SXSW: For Musicians, Is It Worth It?

Published: Wednesday, March 15, 2017 - 10:15am
Updated: Wednesday, March 15, 2017 - 5:21pm

(Photo by Sarah Ventre - KJZZ)
Qais Essar playing on an Afghani instrument called the rabab.
(Photo by Gabriel Flores)
Tucson-based band XIXA is playing at several venues at SXSW.
(Photo courtesy of Qais Essar)
Qais Essar is one of several Valley musicians at SXSW 2016.

The South by Southwest (SXSW) music festival is underway, which means the city of Austin is bursting at the seams with musicians who are hoping to get noticed. At one time, a good performance could maybe even get you a record deal. But now, things are different. In the 30 years since it got started, it’s become bigger and bigger.

When the festival first started, it was really a way for people in the music industry to connect with one another in a pre-internet era. And now, people who are not at all connected to the industry come for it. A lot of them are music lovers, but some people complain that there are those who treat it more like a glorified spring break.

“It’s a business meeting, basically SXSW. It’s not supposed to be Mardi Gras," said Brian Lopez, a Tucson musician who has been attending SXSW off and on for almost a decade.

Over 2,200 bands played on official showcases last year, which means it’s harder and harder for bands to get noticed. Is going to SXSW worth it for bands?

Last year, when Tucson band XIXA went to SXSW they said they were hoping to make some contacts, be heard by agencies, maybe even find some opportunities for licensing — which is when your music is placed in TV and movies.

So did it happen? Not so much.

“There is the professional side of it, but it’s so hard to tell who’s who now because there’s just too much," said Brian Lopez, XIXA guitarist and singer. "It’s too exploited. You can’t see through all the muck.”

It’s fair to say that Lopez is jaded about the possibilities of success at SXSW. He’s been a handful of times over the last eight or nine years, and while he knows that on some level it can be valuable, he’s also kind of over it.
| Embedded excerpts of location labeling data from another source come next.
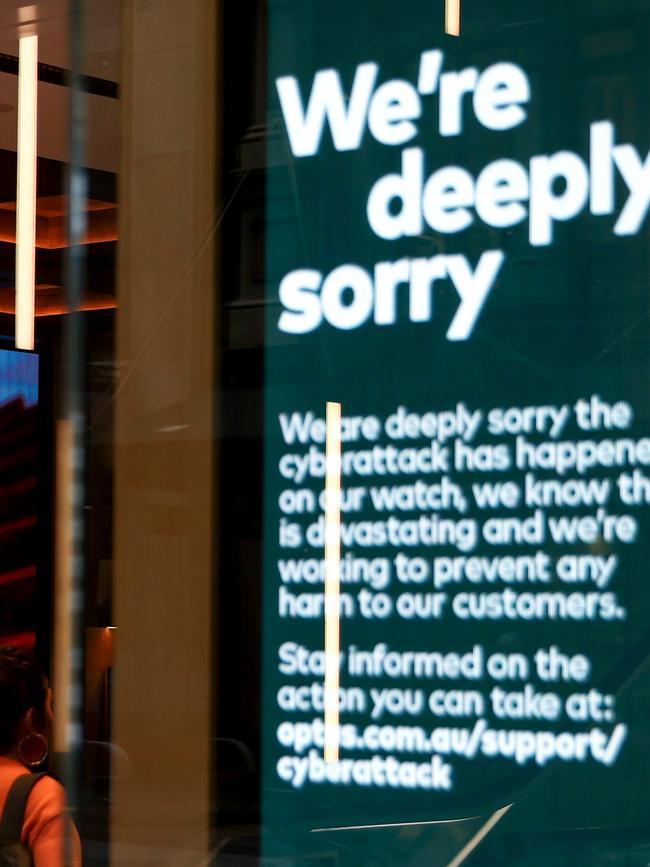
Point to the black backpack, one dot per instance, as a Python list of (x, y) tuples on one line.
[(13, 853)]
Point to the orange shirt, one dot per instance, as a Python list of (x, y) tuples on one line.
[(45, 817)]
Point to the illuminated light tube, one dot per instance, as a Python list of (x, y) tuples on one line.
[(332, 580), (26, 191), (452, 17), (63, 644)]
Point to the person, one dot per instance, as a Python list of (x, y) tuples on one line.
[(25, 725)]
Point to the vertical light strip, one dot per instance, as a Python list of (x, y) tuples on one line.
[(63, 584), (452, 17), (26, 190), (332, 580)]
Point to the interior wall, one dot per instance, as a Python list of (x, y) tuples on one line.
[(164, 473)]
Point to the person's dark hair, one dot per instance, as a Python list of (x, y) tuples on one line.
[(22, 686)]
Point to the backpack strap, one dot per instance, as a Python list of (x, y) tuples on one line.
[(13, 815)]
“And of course you’re gonna go because, yes, the whole music industry is there," Lopez said. "Whether they’re paying attention or they’re using it as a free ticket to party, like, which a lot of the industry does.”

Lopez knows it’s very rare for a band to get something concrete out of a showcase, be it a record contract or a write up by a well known music critic. Instead, you try to build up your name and your band’s recognition there.

“I mean kind of think of it like if you’re in high school, and you’re like a varsity player, and you are hoping to get a scholarship, and you’re hoping that some scouts will be there,” said Rachel Brodsky, a music journalist for Paste Magazine.

"It’s not, I think, just going to SXSW that will, maybe clinch some write-ups and discussion among journalists. I do kind of think it’s a combination of factors. And SX can certainly play a key role in a band’s ascent. But I wouldn’t say: just go to SX, people will see you and you’ll get written up. It’s not that easy. Nothing is just that easy."

Brodsky said for artists, the key is not going in with lots of expectations.

“I would go into it just saying: I’m gonna do my job and have fun. I’m gonna play shows. I’m gonna have a good time. Hopefully meet some people," Brodsky said. "If that didn’t happen at the end of the week, then I wouldn’t say it was a bust, because at least I got out there. At least I did it.”

But it can be hard to have that attitude when it is so much effort to go. Many bands lose money going to SXSW. And it can be a logistical nightmare getting to Austin and navigating your way through crowded streets and alleys with all your gear, while dozens if not hundreds of other musicians are doing the same thing.

Qais Essar is a Phoenix musician who played at SXSW for the first time last year, driving about 15 hours to get there and then returning to Phoenix immediately after his show. Since that performance, he’s released an album, started playing more shows and bigger shows.

“I don’t wanna attribute all the success that I’ve had in the last year to that, because I don’t feel like, you know, anything really came out of that," Essar said. "But it’s like something you would like on your resume.”

But was SXSW worth the effort?

Both bands said they would go back under the right circumstances, which means something different to both of them.

Music journalist Brodsky has seen some bands whose careers were directly impacted by their time at the festival. Still, she said it might not be for everyone.

“I think it’s just a really case-by-case thing," Brosdky said. "But try it at least once, because, you know, you may regret it if you don’t.”

Brodsky also said that this year she and her colleagues have noticed a lot of corporations are scaling back their sponsored stages. While this may not be intentional, it has the potential to result in SXSW moving a little closer to what it was originally intended to be.